The concept of a “blue economy” emerged in 2012 as countries around the world grappled with the twin trends of accelerating growth in the ocean economy and changes in the underlying ecosystems. The blue economy concept is shorthand for policies that promote sustainable development of the ocean economy, where economic growth does not reduce the aggregate natural capital, and conservation of ecological commons contributes to poverty reduction.
• The worldwide ocean economy is valued at around valued at around US$ 1.5 trillion per year.
• 80% of global trade by volume is carried by sea.
• 350 million jobs world-wide are linked to fisheries.
• By 2025, it is estimated that 34% of crude oil production will come from offshore fields.
• Aquaculture is the fastest growing food sector and provides about 50% of fish for human consumption.

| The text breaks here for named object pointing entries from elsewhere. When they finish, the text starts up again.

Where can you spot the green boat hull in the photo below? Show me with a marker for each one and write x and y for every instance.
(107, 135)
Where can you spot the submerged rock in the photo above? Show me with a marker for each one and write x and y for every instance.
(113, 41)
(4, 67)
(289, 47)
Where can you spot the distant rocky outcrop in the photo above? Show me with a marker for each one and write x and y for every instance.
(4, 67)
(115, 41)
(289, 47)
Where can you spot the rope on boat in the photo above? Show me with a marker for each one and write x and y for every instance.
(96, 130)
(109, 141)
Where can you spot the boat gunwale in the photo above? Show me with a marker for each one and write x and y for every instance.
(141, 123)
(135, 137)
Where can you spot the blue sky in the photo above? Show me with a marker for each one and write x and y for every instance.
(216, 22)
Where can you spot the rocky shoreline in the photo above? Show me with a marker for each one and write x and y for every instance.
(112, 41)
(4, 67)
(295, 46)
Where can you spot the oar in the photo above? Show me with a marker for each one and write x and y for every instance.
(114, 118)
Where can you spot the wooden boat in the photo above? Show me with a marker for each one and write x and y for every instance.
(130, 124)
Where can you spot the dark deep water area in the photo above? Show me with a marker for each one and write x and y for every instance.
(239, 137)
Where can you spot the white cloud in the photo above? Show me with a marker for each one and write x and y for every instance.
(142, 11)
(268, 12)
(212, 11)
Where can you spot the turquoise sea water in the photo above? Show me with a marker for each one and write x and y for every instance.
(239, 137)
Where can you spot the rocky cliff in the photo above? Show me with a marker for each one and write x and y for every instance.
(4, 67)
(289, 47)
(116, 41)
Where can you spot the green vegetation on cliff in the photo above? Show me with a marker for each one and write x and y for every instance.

|Fishing||Capture fishery, aquaculture, seafood processing export|
|Marine biotechnology||Pharmaceuticals, chemicals, seaweed harvesting, seaweed products, marine derived bio-products|
|Maritime logistics||Ship management, liner and port agents, port companies, ship suppliers, container shipping services, stevedores, roll-on roll-off operators, custom clearance, freight forwarders, safety and training|
|Maritime tourism||Sail boarding, sea kayaking, scuba diving, swimming in the sea, bird watching in coastal areas, whale/dolphin watching, visiting coastal natural reserves, trips to the beaches, seaside and islands, seaside eateries and seafood restaurants|
|Marine commerce||Marine financial services, marine legal services, marine insurance, ship finance & related services, charterers, media & publishing|
Commercial activities and ventures like seaweed farming can create novel economic opportunities in rural communities, improved by the interconnectedness of the global economy. They can also be more environmentally friendly as compared to other aquaculture activities. Part of the reason is that seaweed and other species of algae do not need fertilisers to grow – they just need sunlight, carbon dioxide and water. All these factors show how economic prosperity, trade and the preservation of the environment can, in fact, reinforce each other.
In the context of the Paris Agreement, ocean-based economic diversification can enhance the nationally determined contributions of small island developing states, supporting the implementation of the agreement. This shows that trade can be an enabling factor in adaptation and in mainstreaming of ocean-based economic activities, where domestic markets remain small and remoteness is an intractable hindering factor.
Source: UNCTAD data
From the value of linear shipping connectivity index (LCSI, measure of connectivity to global shipping networks) over 2006 to 2019, it can be observed that connectivity of China is relatively robust followed by USA, Germany, Japan and then India.
India has a 7,517 km long coastline along with 14,500 km of potentially navigable waterways and strategic locations along major international maritime trade routes. Still India’s coasts only contribute to 15% of national trade activity. Through its ambitious and flagship Sagarmala project, the Indian government wants to structurally transform the country’s ports and truncate logistics costs for domestic as well as import/export cargo by optimizing infrastructure investment.
Achieving the blue economy aspirations would require extensive and arduous cooperation between the requisite stakeholders that include the private sector, scientific and local communities and non-governmental organisations. It would be fruitful to learn lessons, compliance mechanisms and legislative models from other regional bodies such as the Pacific and Caribbean communities. Adapting best practices to the Indian Ocean context would fill the current gap of a strong foundation of regionalism upon which new approaches to fisheries, climate change and food security could be developed.
Notes: Countries’ access to world markets depends largely on their transport connectivity, especially as regards regular shipping services for the import and export of manufactured goods. UNCTAD’s Liner Shipping Connectivity Index (LSCI) aims at capturing a country’s level of integration into global liner shipping networks.